San Diego’s Somaxon Pharmaceuticals (NASDAQ: [[ticker:SOMX]]) took one on the chin this morning. The company said the FDA, for the second time this year, has rejected its application to market a new insomnia medicine. Shares of the company lost about two-thirds of their value on the news.
The second letter from the FDA says that doxepin (Silenor) wasn’t effective enough to meet the agency’s standard for approval, according to a statement from the company. The FDA’s letter didn’t raise any safety issues with the drug, according to the company.

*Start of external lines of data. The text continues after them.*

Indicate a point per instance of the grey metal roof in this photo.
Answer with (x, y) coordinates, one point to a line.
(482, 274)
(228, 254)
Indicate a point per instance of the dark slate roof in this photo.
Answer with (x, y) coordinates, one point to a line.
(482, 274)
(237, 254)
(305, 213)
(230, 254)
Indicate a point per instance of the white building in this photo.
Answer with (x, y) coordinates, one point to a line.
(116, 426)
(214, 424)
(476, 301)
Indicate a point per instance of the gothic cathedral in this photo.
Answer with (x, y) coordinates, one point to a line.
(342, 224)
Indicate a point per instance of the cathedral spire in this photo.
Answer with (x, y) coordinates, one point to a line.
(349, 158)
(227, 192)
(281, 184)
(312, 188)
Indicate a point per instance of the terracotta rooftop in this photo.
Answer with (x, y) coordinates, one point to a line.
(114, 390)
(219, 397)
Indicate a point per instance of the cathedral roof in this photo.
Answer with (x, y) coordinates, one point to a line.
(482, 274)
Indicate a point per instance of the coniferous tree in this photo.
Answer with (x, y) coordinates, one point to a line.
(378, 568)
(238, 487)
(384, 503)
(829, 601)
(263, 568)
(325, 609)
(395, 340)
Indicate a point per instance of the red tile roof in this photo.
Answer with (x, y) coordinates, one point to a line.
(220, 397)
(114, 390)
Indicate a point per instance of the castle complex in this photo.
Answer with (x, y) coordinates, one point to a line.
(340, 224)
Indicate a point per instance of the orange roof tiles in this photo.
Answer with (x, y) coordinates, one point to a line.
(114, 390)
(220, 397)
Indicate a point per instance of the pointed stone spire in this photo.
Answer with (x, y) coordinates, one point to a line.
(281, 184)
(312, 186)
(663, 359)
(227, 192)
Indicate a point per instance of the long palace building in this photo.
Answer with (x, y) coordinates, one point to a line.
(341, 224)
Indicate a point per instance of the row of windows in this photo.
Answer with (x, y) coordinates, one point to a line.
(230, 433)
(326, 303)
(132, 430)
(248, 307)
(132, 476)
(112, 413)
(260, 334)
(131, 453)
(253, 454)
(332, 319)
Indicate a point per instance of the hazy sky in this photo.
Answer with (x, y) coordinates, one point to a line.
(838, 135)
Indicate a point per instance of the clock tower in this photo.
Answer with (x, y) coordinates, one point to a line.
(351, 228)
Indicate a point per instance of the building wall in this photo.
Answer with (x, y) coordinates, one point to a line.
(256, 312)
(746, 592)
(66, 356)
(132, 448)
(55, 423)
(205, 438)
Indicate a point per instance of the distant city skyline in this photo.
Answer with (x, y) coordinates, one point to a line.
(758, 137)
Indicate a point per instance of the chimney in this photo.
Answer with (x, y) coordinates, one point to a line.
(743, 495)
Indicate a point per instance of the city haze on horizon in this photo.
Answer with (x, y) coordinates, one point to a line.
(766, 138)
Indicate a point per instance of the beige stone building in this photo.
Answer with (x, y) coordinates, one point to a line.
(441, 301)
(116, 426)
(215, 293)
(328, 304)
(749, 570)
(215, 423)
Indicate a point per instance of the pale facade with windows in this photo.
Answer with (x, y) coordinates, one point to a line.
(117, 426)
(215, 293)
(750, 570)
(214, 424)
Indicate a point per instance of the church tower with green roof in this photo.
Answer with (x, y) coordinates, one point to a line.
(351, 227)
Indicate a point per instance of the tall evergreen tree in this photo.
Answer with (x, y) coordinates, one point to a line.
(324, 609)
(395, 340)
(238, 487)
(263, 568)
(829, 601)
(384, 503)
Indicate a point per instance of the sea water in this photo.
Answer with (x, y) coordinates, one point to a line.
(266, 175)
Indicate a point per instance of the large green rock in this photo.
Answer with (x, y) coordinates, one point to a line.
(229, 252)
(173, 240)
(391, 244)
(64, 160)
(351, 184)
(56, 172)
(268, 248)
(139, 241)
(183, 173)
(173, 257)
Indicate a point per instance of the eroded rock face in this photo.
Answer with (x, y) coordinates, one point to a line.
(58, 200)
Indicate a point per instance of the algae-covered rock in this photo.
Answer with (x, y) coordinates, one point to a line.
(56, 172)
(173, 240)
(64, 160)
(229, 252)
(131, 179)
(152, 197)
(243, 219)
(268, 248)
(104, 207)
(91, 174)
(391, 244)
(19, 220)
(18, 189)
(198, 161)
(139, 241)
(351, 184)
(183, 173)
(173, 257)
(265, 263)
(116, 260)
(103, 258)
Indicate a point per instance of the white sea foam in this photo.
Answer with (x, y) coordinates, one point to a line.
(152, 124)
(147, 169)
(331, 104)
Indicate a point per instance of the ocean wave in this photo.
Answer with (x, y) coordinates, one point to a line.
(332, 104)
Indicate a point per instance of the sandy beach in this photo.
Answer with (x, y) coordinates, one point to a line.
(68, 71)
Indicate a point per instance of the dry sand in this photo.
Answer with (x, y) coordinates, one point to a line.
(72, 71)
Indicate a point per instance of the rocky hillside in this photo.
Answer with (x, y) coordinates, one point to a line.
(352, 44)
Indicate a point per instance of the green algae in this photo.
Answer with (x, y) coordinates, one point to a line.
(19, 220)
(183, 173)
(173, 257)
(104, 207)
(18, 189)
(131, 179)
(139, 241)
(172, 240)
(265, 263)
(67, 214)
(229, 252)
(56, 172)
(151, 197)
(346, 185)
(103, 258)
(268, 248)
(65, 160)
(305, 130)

The FDA letter didn’t provide any guidance on what it will take for Somaxon to satisfy the agency, so Somaxon said it will ask for a meeting to discuss the next steps. But Somaxon won’t have much time to figure out its next steps. Somaxon’s first application was shot down by the FDA back in February, and it turned in the revised application in June. The company only had $5.4 million in cash left in the bank when it reported financial statements from the end of September, and told shareholders that was probably enough to run the company until the end of the second quarter in 2010.
“We are disappointed in the decision because we believed that our June NDA resubmission adequately addressed the concerns raised by the FDA in its February Complete Response Letter,” said Richard Pascoe, Somaxon’s CEO, in a statement.
Shares of Somaxon fell 61 percent to $1.36 at 10:52 am Eastern time.